Mkapa had a very sharp mind, extremely hard working and with a great command of the English language.
Having started his career at the Foreign Ministry he was very diplomatic and non-confrontational.
He fitted very well Nyerere axiom – “don’t shout but argue”. Although somewhat elitist he was well mannered and unassuming.
I could judge this from the daily hourly morning staff meetings to review the day’s newspaper and plan for the next and afternoon senior management meetings to review incoming stories and decide on the newspaper layout.
He never missed these meetings which he chaired. Mkapa always supported reporters on hard assignments.
I was working on the implications for Mozambique’s liberation of the April 1974 Portuguese coup d’état when his Deputy, Costa Kumalija alias Chenge wa Chenge told me it was not being handled at the Foreign Ministry whose Director of Information Ambassador Msolomi I was chasing, but at the level of Presidents Nyerere, Kaunda and the FRELIMO leader Samora Machel and that Mkapa was working on it.

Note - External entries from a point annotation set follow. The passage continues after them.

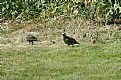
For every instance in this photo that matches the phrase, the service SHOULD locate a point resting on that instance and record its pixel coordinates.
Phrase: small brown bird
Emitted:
(30, 38)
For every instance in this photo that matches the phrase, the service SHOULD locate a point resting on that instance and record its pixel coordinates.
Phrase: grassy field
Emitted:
(61, 62)
(48, 61)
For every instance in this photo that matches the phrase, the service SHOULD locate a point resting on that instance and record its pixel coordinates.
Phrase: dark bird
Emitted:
(30, 38)
(69, 40)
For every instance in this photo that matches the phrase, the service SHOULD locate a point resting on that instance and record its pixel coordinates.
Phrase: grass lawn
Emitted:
(61, 62)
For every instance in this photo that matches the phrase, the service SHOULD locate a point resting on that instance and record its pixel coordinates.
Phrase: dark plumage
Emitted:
(30, 38)
(69, 40)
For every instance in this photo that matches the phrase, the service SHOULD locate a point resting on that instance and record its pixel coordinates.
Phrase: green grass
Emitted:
(86, 62)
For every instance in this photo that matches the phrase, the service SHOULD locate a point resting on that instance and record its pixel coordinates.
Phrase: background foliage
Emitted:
(106, 11)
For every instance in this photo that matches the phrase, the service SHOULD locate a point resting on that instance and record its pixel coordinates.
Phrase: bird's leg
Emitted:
(29, 42)
(32, 43)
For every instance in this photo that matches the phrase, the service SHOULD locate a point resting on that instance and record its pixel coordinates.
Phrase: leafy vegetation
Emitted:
(99, 11)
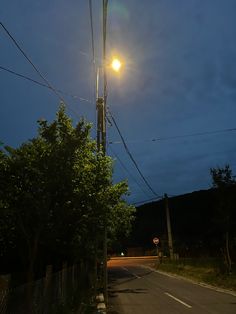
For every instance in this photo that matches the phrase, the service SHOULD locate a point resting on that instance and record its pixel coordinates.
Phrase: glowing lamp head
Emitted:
(116, 64)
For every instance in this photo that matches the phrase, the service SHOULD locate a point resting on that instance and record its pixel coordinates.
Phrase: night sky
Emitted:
(176, 90)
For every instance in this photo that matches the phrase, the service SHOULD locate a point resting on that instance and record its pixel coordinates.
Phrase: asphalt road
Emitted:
(135, 287)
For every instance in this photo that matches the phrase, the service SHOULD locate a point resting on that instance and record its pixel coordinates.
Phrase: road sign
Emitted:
(155, 240)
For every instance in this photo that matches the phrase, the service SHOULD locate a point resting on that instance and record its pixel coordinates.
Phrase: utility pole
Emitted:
(101, 104)
(170, 242)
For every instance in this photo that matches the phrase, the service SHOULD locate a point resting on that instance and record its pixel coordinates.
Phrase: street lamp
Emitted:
(101, 144)
(116, 64)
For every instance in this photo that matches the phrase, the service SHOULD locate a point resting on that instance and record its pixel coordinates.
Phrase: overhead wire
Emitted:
(148, 200)
(42, 84)
(131, 156)
(126, 169)
(178, 136)
(92, 46)
(50, 86)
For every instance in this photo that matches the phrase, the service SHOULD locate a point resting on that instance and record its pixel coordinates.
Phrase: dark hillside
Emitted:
(195, 228)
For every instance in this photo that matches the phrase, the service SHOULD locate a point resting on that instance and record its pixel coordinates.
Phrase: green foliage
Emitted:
(57, 193)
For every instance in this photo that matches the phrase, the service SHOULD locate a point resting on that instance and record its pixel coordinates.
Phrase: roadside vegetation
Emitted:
(56, 195)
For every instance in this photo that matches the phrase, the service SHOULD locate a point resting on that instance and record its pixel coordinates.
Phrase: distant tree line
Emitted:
(56, 195)
(203, 222)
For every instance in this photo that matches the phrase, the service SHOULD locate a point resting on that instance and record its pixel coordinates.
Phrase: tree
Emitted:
(224, 182)
(56, 191)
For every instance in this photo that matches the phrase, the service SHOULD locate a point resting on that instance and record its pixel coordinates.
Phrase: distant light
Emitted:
(116, 64)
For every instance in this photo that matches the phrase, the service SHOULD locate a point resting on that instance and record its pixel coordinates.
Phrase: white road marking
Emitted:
(178, 300)
(126, 269)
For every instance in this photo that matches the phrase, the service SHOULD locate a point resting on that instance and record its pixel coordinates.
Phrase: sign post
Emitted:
(156, 241)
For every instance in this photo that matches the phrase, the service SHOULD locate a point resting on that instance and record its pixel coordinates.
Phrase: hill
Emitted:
(194, 220)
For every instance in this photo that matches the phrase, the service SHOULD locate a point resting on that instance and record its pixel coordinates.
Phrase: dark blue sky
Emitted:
(179, 78)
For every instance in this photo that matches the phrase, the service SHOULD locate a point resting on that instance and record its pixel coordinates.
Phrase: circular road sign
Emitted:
(155, 240)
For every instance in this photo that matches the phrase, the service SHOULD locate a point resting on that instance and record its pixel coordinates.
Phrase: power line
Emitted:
(32, 64)
(148, 200)
(92, 46)
(126, 169)
(131, 157)
(178, 136)
(42, 84)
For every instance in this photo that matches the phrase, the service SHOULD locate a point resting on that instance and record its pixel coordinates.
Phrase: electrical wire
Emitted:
(92, 46)
(131, 156)
(178, 136)
(42, 84)
(148, 200)
(32, 64)
(126, 169)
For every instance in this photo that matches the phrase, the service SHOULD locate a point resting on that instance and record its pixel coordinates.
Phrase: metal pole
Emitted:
(170, 242)
(105, 4)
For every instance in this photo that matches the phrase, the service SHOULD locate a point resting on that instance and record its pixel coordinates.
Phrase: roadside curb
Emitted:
(199, 283)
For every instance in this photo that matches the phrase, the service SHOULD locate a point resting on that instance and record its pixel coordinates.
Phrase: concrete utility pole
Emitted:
(101, 134)
(170, 242)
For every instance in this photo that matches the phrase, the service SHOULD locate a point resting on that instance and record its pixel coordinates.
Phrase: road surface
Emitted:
(135, 287)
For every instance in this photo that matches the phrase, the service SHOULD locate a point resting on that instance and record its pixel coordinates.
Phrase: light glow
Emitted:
(116, 64)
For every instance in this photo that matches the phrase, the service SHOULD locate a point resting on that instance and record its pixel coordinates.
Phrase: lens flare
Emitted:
(116, 64)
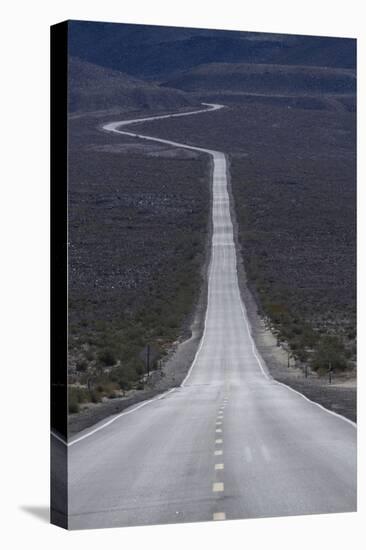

On another occasion I was covering the somewhat controversial visit of one of apartheid South African Bantustan leaders, Chief Mangosuthu Buthelezi. Mkapa himself drove Senior Sub-Editor Reginald Mhango and myself to the University of Dar-Es-Salaam to cover an address by the Zulu leader and later wrote the story himself underlining that Tanzania was not abandoning the freedom fighters who were nervous about the visit or seeking an internal solution to the white minority regimes advocated in some quarters in Africa and beyond.
TANU and later the CCM was very much against political or ideological factions in the party and its organs. Mkapa was a Nyerereist deploying a pragmatic approach to the issues at hand.
He kept off from the sharp political divide between “ujamaa” and scientific socialists; although his newspapers particularly the Nationalist fostered all sheds of political opinion.
Although we were in a one party setting the newspapers were, save for the core political foundations of the United Republic such as national unity, the Union, the one-party system, a secular state with no state religion, the newspapers were free to publish critique of policy evolution and rollout, implementation of development programmes and the shortcomings of individual leaders.
They exposed corruption and malpractices in the parastatals allowing government to take corrective measures.
It was pleasant working with Ben Mkapa as he was fondly called. He always defended his staff when he felt they were being unfairly treated or attacked by politicians and bureaucrats especially those pretending to have been misquoted.
On one occasion I had a problem with Party Headquarters. I had been assigned to interview the Party National Executive Secretary.
I phoned to try to make an appointment with his Secretary but the CEO received the phone himself fuming that I should have gone rather than phoning. I tried to explain that I was making an appointment but he was not satisfied.
I reported this to Mkapa who told me to ignore him, although on further reflection Mkapa’s Deputy advised I should go and interview him since the paper will continue to need his cooperation, which I did.
One of the things that disturbed Mkapa was failure by the newspapers to break even leading to reliance on state subsidies.
He was worried that this would give the holding corporation, the National Development Corporation (NDC) some say on the running of the Daily News.
However, given his closeness to President Nyerere this did not happen. The time had not come when we could publish sensational news that would raise newspaper sells.
Mkapa was the founding Director of the Tanzania News Agency (SHIHATA) before he moved to State House as Press Secretary to the President.
In both positions he continued to have a leading role in the management of the mass media in Tanzania.
He then served as High Commissioner and Ambassador in key stations- Nigeria, Canada and the USA; became a Minister in various dockets before being sworn in as President in 1995. The newspapers had been a launching pad for the highest office in the land.